The Jason Walker house at the end of Broadway in Richmond is one of the largest houses in Madison County. It is built of brick and in its day was the centre of much elegant entertaining. There were many charming daughters in this family. Mrs. Mullins, Mrs. Pinkerton, Miss Coty Walker (Mrs. Grusby of Florida), Mrs. White, whom it is a pleasure to recall.
Mr. James B. Walker married Miss Helm of Woodford County, and they owned the house on North Street built by col. and Mrs. J. Speed Smith. Mrs. Walker’s dinners were a tradition in Richmond. They had two daughters. One married Mr. Robert Stone and the other, General Benet, U.S.A. Their grandson, Stephen Vincent Benet, wrote the prize Civil War epic ‘John Brown’s Body’.
Another Richmond merchant was Mr. John W. Crooke, whose home on West Main is still occupied (in 1930) by this three daughters and son Mr. John W. Crooke, Jr., a banker.
Mr. and Mrs. Gary Hawkins – Mrs. Hawkins is a sister of Mr. Owen Walker and his brothers and of Mrs. Sinclair Watts – lived at ‘Linwood’ on the Lexington Pike. The house was of colonial architecture of brick and a beautiful place. The debut hall of Miss Ida Jennings, a granddaughter, was given at ‘Linwood’ in June 1878, dancing in a pavilion on the lawn – afterward, Mrs. J. E. Greenleaf. The present house was built in 1881 by Mr. and Mrs. Brutus J. Clay.
Mr. Howard, who married Miss Goodloe, was another merchant of Richmond who built what is now called the Bronston Place, formerly on Third Street. It is a handsome brick structure with iron verandah. This home was the scene of much entertaining in the 1880’s when the five daughters of Mr. and Mrs. Thomas S. Branston were en tapis.
Mr. Holloway, another merchant, built the grand house on East Main, opposite the Cemetery. It was, for many years, a beautiful place and centre of entertaining. It was called ‘Abberville’ for Mrs. Bronston’s home in South Carolina.
Mr. Thompson Burnam, Sr., made his fortune as a merchant and then built ‘Elk Garden’.
Solomon Smith, another Richmond merchant built the house now occupied by his granddaughter, Mrs. George Cornelius, on the Hill and which stood near Madison Female Institute. It has a semi-circular wall in the hall to accommodate the stairway which has a round rail and delicate spirals – a duplicate of this wall and stairway is at ‘Dreaming Creek Heights’, put there in 1861. The Smith homestead is older. The home of Hon. W. B. Smith was located on the Summit, and here he and Mrs. Smith celebrated their Golden Wedding Anniversary in 1904, surrounded by their beautiful daughters – Mrs. John M. Park of Nevada, Mrs. W. G. White and Mrs. Robert R. Burnam.

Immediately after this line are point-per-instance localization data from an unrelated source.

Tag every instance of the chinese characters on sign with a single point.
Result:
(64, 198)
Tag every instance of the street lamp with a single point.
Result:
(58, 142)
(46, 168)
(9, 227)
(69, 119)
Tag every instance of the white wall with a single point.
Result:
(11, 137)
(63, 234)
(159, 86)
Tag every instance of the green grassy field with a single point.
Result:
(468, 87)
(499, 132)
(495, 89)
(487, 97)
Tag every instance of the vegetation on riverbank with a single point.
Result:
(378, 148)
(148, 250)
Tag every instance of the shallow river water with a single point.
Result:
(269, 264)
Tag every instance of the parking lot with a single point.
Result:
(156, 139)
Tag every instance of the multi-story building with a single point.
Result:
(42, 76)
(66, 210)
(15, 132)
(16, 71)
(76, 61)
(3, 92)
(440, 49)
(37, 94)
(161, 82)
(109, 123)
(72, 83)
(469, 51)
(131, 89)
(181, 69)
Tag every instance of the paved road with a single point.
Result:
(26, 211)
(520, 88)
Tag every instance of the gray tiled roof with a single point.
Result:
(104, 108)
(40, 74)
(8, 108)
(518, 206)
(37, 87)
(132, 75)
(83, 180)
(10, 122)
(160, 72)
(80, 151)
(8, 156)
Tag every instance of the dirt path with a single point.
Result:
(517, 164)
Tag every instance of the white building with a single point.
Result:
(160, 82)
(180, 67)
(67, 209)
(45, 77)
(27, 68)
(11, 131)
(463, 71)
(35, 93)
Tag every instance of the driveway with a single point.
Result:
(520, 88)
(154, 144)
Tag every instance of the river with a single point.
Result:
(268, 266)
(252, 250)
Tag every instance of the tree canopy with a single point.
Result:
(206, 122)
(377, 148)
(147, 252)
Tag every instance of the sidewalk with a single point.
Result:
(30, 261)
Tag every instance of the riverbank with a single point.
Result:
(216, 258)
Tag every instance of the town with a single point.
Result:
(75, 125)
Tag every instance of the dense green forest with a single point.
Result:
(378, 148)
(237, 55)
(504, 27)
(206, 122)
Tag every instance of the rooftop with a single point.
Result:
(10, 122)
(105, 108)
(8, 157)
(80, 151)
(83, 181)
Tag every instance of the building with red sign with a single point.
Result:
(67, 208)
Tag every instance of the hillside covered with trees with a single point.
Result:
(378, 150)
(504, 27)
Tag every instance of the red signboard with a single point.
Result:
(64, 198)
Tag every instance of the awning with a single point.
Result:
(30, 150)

Major McClanahan, a merchant who married the widow of Captain Ezekiel Field who was killed at the Battle of Blue Lick, built the brick residence on the Hill, afterward converted in 1858 into the Madison Female Institute. A Tudor tower was added with a tessellated finish to the roof which made an imposing building.

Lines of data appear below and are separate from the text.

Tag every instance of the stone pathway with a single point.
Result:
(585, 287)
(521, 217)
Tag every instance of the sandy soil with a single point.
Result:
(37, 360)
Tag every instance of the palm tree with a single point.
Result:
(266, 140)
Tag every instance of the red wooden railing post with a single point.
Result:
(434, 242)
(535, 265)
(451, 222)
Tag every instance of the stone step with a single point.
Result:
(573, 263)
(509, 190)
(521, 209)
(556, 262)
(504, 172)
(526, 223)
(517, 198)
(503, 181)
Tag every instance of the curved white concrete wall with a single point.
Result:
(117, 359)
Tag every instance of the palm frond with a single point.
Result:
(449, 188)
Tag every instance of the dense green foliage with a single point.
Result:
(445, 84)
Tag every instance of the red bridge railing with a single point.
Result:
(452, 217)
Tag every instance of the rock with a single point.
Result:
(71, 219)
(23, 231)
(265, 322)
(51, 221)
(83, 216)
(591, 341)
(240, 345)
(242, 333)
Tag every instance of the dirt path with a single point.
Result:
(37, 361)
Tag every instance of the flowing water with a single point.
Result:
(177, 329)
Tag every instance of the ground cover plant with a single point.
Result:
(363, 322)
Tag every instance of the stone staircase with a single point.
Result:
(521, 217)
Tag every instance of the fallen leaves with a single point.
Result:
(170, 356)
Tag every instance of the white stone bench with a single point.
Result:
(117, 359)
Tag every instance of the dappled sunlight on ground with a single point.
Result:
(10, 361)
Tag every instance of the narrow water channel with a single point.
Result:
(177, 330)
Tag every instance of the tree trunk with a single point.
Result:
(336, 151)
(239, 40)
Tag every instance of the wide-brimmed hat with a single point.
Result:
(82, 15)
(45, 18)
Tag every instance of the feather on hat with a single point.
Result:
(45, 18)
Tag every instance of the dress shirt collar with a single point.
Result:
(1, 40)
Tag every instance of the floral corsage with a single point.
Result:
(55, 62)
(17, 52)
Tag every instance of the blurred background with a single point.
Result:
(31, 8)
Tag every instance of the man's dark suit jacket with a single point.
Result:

This great building was used as a hospital after the Battle of Richmond in the Civil War, 1863.
Madison Institute received the patronage of many of the first families of the Blue Grass, Kentucky and other states – Illinois, Texas, Missouri – who sent their daughters to this school, not only for schooling, but for the even as important education which was to be received from association with the elegant social atmosphere of Richmond and Madison County. This school was under auspices of the Christian Church and was discontinued some years ago after a successful period of some 50 years or more.